Dr. Lara Ionescu Silverman has a PhD in bioengineering from the University of Pennsylvania and an undergraduate degree in chemical engineering from Princeton University. She spent 10 years as the head scientist at an allogeneic cell therapy company developing a product to treat low back pain. She has experience managing R&D, manufacturing, clinical trials, process and method development, and intellectual property portfolios. She is the author of numerous peer-reviewed papers and the inventor of many patents. Currently, she owns her own consulting business where she provides advisory services to early-stage cell therapy organisations, helping them navigate the pathway to IND.

Isabelle Gennart is a biologist by training. She earned her PhD in 2018 at the University of Namur (Belgium), where she focussed on cancer development mechanisms using viral-induced lymphoma models in avian species. Since then, she has had experience with various CAR-T development and clinical manufacturing projects working as a QC specialist at Catalent. She joined Celyad Oncology in 2020 within the R&D team to setup new analytical tools to support innovative CAR-T cells product development and characterisation.

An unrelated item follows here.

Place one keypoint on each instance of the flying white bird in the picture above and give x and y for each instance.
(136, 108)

Hemant Dhamne obtained his PhD from the ACTREC, Mumbai (2014) in applied virology. His PhD thesis was on the lentiviral vector mediate long-term expression of therapeutic proteins. He completed his doctoral work in the labs of Dr. Robin Mukhopadhyaya and Dr. Rajiv Kalraiya. His doctoral studies mainly focussed on developing the novel LV platform using the inhouse HIV-1 derived vector system and its application for cell engineering and tumour targeting in pre-clinical models. From 2014-15, he was a postdoctoral fellow in the laboratory of Dr. Amit Dutt in the same institute, working on functional genomics aspects spanning novel miRNA discovery and novel mutations in cancer-causing genes and associated pathways. Thereafter, he joined the gene therapy division at Intas Pharmaceuticals, Ahmedabad. He worked on early-stage product development of AAV-mediated gene therapy for diseases such as hemophilia, neuronal, and eye disorders. He successfully developed the pilot-scale manufacturing platforms using suspension cell lines in upstream and chromatography in downstream processes. He also contributed to assay development. He served as research scientist from 2015-17 and as a senior research scientist from 2017-19. He also developed early-stage designs and assays for CAR-T research.

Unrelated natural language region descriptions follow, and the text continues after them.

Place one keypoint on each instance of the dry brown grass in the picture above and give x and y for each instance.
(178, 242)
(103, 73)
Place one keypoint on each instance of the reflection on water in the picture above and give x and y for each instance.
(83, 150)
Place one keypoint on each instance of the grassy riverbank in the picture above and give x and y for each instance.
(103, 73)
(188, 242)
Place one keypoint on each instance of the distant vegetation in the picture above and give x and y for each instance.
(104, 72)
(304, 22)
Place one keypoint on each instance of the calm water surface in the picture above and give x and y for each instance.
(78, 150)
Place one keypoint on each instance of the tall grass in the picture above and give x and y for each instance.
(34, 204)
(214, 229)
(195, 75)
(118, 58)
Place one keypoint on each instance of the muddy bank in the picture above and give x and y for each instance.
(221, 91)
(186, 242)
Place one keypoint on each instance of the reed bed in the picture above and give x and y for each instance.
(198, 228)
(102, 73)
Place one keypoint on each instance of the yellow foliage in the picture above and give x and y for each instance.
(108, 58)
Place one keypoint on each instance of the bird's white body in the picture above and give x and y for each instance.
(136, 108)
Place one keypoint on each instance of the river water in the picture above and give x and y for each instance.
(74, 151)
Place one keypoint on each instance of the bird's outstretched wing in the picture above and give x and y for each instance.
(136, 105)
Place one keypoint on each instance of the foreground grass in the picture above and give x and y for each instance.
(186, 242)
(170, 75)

From 2018-19, he completed a diploma in international business management from Ahmedabad Management Association in affiliation with California State University. In 2019, he joined Immuneel Therapeutics as head of vector and CAR-T manufacturing. His work encompasses the process development and GMP-grade manufacturing of autologous CAR-T cells for clinical trials. The disease areas mainly include leukemias and lymphomas.

He has seven peer-reviewed publications in the field of gene therapy and functional genomics.